Am 29. August 1897 eröffnete Theodor Herzl in Basel den Ersten Zionistenkongress. Am 29. August 2026 soll wenige Schritte davon entfernt eine Demonstration unter dem Titel »Free Palestine – Death to Zionism« stattfinden, beworben mit dem roten Dreieck, mit dem die Hamas in ihren Videos Ziele markiert, bevor sie beschossen werden. Die Kantonspolizei hält die Kundgebung wegen expliziter Gewaltaufrufe für nicht bewilligungsfähig, bei der Staatsanwaltschaft ist Strafanzeige eingegangen.
Wer das für einen einmaligen Vorgang hält, erinnere sich an Zürich. Im Januar 2024 bewilligte die Stadt eine Anti-Israel-Kundgebung ausgerechnet am 27. Januar, dem internationalen Holocaust-Gedenktag. Auf dem Flyer stand, in arabischer Schrift und damit für die meisten unlesbar »From the river to the sea«. Die Stiftung gegen Rassismus und Antisemitismus GRA, deren Präsident ich bin, reichte Anzeige ein. Die Stadt ließ wissen, man sei sich der Brisanz des Datums nicht bewusst gewesen; im Übrigen seien die juristischen Hürden für ein Verbot hoch.

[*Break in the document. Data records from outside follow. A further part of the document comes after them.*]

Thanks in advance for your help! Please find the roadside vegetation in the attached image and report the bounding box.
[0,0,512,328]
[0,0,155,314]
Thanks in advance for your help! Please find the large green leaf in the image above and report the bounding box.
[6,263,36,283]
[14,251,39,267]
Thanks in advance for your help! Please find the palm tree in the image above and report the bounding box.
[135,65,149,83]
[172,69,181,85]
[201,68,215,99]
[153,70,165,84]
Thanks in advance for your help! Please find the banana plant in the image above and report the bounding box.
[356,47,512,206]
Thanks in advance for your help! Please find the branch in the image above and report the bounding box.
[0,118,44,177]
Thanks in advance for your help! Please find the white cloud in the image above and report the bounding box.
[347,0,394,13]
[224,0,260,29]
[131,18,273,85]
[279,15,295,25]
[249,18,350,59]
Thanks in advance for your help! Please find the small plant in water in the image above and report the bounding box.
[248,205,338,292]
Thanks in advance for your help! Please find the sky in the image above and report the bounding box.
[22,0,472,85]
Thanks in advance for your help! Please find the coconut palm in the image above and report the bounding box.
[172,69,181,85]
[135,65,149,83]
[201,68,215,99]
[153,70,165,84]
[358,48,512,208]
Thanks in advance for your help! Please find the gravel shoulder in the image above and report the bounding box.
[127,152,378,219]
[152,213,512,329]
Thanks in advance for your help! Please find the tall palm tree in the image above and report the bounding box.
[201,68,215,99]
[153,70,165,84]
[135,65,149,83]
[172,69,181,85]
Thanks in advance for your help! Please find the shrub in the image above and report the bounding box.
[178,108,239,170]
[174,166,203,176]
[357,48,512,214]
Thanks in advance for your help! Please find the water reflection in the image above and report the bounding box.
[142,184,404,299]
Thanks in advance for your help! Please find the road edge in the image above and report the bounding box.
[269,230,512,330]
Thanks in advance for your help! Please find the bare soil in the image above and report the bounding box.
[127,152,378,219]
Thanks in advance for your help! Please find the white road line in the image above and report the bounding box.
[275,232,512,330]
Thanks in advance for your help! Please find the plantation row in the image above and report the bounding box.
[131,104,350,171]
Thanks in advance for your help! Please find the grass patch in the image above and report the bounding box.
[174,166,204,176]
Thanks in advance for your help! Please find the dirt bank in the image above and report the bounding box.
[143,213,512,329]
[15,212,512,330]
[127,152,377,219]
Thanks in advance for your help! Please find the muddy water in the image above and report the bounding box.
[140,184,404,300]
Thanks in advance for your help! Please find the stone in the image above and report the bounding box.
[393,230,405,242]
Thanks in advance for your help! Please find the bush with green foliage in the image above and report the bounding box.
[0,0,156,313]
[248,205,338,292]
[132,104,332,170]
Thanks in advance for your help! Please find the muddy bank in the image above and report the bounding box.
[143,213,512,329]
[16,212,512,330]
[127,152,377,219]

Das Datum ist die Botschaft
Zwischen Zürich 2024 und Basel 2026 liegt eine besorgniserregende Entwicklung einer Radikalisierung. Damals war das Datum ein Versehen der Behörde, die Parole eine kaschierte Provokation. Heute ist das Datum die Botschaft, und getarnt wird nichts mehr. Ausgezahlt hat sich das bereits medial, bevor am Samstag der erste Demonstrant den Platz betritt. Die Mobilisierungskraft der radikalen propalästinensischen Szene ist erschöpft. Wer niemanden mehr mobilisiert, radikalisiert die Botschaft. Geblieben ist ein anonymes Kollektiv mit Flyer und Datum – belohnt wird es mit der ungeteilten Aufmerksamkeit des ganzen Landes.
Wer niemanden mehr mobilisiert, radikalisiert die Botschaft.
Die Eidgenössische Kommission gegen Rassismus (EKR) möchte sich hierzu nicht äußern; die Lage sei zu komplex, ließ sie auf Anfrage verlauten. Eine Kommission ohne Entscheidungskompetenz besitzt aber nichts außer ihrer Stimme. Diese muss sie im Fall eines eindeutigen Aufrufs zu Diskriminierung und Gewalt erheben. Verweigert sie dies, verweigert sie ihren Auftrag.
Die Zürcher Auskunft, ein Datum begründe kein Verbot, ist juristisch korrekt. Und die Schweiz zieht die Grenze der Versammlungsfreiheit ohnehin nur auf dem Papier: Unbewilligte Kundgebungen finden seit Jahren mit einer Regelmäßigkeit statt, die das Verfahren zur Formsache macht. Beide Antworten, von EKR und Behörde, weisen dasselbe Muster auf: Sie beantworten die Frage nach dem Erlaubten und lassen die Frage nach dem Richtigen unberührt.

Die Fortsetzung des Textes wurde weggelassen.